Cementing Market Share Through Specialized ServicesMon, 10/22/2018 - 17:35
Mine exhaustion is making operators seek higher returns underground, and this trend is changing the needs of the industry, says Jorge González, General Manager of DSI Underground. “We see a lot more underground mines in development in comparison to what existed in the market five years ago,” he says. “Mexico will most likely have to adapt its norms to foster development of underground mines as other countries have done.”
Underground mining tends to be much more demanding, given that workers are in confined spaces and safety is critical to avoid fatalities. DSI Underground provides pieces for specialized machines more often used by international companies versus national businesses. “Our clients are mostly Canadian, such as Goldcorp, Coeur Mining and Agnico Eagle,” González says. “We do not get as much demand from Mexican companies as their projects require a higher volume of less-specialized products.”
Canadian companies often must comply with strict norms and international standards, meaning they see the value in investing in high-quality equipment. “All Canadian projects are anchored while Mexican mines only add support to their projects as they see necessary,” González says. “These companies demand complicated pieces and a wider range of products as they have to comply with many standards.” DSI can also provide training to employees to ensure the best use and installation of the pieces.
The tunnel and underground development specialist also provides products made with materials that help keep operations safe. “Many anchor systems are made from steel but this material is very vulnerable to fire,” says González. “This can be dangerous as mining operations involve dynamite and explosives. We can provide products made from plastic that may have slightly less resistance but will not make emergency situations worse, therefore cutting the downtime of the operation.”
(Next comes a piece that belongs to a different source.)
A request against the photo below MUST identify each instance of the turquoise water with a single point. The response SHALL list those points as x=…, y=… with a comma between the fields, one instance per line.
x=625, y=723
While diversification is a strategy that can protect companies from the ebbs and flows of the mining industry, González is concerned about Mexico’s mining pipeline because changes in regulation have had an impact on investment, especially for those mines under development and extending to exploration. “Mexican operators such as Fresnillo have many new projects in their pipelines,” says González. “But on the other hand, we see that Canadian companies are not as keen to start new projects due to the changes in the mining framework.”